Silas leaned in. "We tried to get out on the GWB and we got shot at just for trying. Whether you buy it or not, little man, she's right. They have this city locked down tighter than a nun's pussy."
"So what's the plan," I asked Jeremiah.
"Tell him," he said to Alison.
She hesitated, then let out a long breath. "I...I still have contacts with the WHO. I might be able to secure us safe haven on a vessel anchored off-shore."
Everyone hooted and talked excitedly. "I don't know if they'll take all of you," she cut them off. "I can't promise anything."
"It's still a hell of a lot better than waiting around to die," Silas said, and everyone nodded.
I stood up from my chair. "That's great and all, but how are we supposed to reach this boat, swim? It's probably miles off shore, if it's even still there."

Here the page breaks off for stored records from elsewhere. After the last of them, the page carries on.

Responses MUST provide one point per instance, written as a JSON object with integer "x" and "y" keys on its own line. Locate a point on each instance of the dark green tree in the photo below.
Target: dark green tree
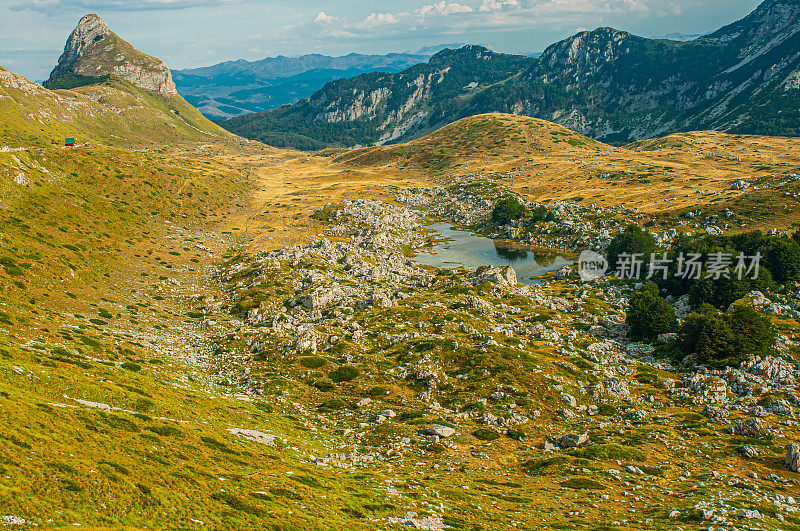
{"x": 507, "y": 210}
{"x": 649, "y": 314}
{"x": 706, "y": 334}
{"x": 632, "y": 240}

Everyone was quiet. Then Nkosi raised his hand and said, "I have a boat."
CHAPTER TWENTY-FIVE
I wanted to wait until the next day to leave, or the day after that, or maybe never, but everyone decided it would be a good idea to leave as soon as possible. The longer we waited, the less likely the boat would still be anchored off shore. I couldn't argue with that, and I wasn't about to be left behind, so come sunset I helped pack for the trip, though I didn't exactly do it with a smile.
As Nkosi explained it, he had a small boat tied up and ready to go near where the Bronx Kill met the East River. I asked him which dock it was, but his response was, "None that you know."
He didn't tell us how the boat had gotten there or what it was there for, and no one asked. Even the dirtiest bikers were respectful of his privacy. Quietly, when Nkosi wasn't around, I asked Silas if he didn't think the whole thing sounded sketchy. "My guys don't ask dumb questions," is all he said. Obviously he didn't want to look a gift horse in the mouth, even when the horse was clearly some kind of smuggler.